The motion shall be made within a reasonable time, and for reasons (a), (b), and (c) not more than 1 year after the judgment, order, or proceeding was entered or taken.


(Emphasis added.)  The conciliation court judgment in this case was entered on October 12, 1998.  Scott filed his motion to vacate the judgment on November 29, 1999.  Because the motion was filed more than one year after entry of judgment, it was untimely under the grounds stated in clauses (b) and (c).  Cf. Chapman v. Special Sch. Dist. No. 1, 454 N.W.2d 921, 923 (Minn. 1990) (motion based on clause (a) of rule 60.02 is untimely if not made within one year of judgment).

            The district court also rejected Scott’s claim under rule 60.02(f), which does not set a specific time limitation for bringing a motion to vacate.  Clause (f) of rule 60.02 is a residual clause for reasons justifying relief other than the reasons specified.  If a party’s reason for vacating a judgment falls under a specified ground, he may not avoid the one-year time limit by asserting that the residual clause is applicable.  Chapman, 454 N.W.2d at 924 (“Clause (f) has been designated a residual clause, designed only  to afford relief in those circumstances exclusive of the specific areas addressed by clauses (a) through (e).”).  In the present case, Scott’s reason for vacating the judgment fell under the fraud clause and, accordingly, Scott may not escape the consequence of his failure to file a timely motion by relying on clause (f).


            Scott argues that he was denied his rights to due process and equal protection as a result of “invidious inequity,” ex parte contacts, and decisions made without hearings.  Scott’s argument, however, lacks any citation to constitutional law or constitutional analysis.  We therefore decline to consider those constitutional issues.  See Ganguli v.

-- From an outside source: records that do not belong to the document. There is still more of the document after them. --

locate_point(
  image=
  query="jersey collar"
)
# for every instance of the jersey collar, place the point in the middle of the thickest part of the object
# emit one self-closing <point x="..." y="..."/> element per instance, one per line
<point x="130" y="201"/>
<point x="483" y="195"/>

University of Minn. 512 N.W.2d 918, 919 n.1 (Minn. App. 1994) (declining to consider appellant’s due process arguments because he did not “support those allegations with constitutional analysis or citation”).



Scott argues that the court administrator did not have subject matter jurisdiction to cancel his conciliation court hearing.  But because Scott was provided a hearing to determine whether he would be able to assert a claim against Foreign Affairs just 26 days after the cancellation of his original hearing, he cannot establish that he was prejudiced by the actions of the county court administrator.  See Bloom v. Hydrotherm, Inc., 499 N.W.2d 842, 845 (Minn. App. 1993), (to prevail on appeal, appellant must show not only error but prejudice as well) review denied (Minn. June 28, 1993).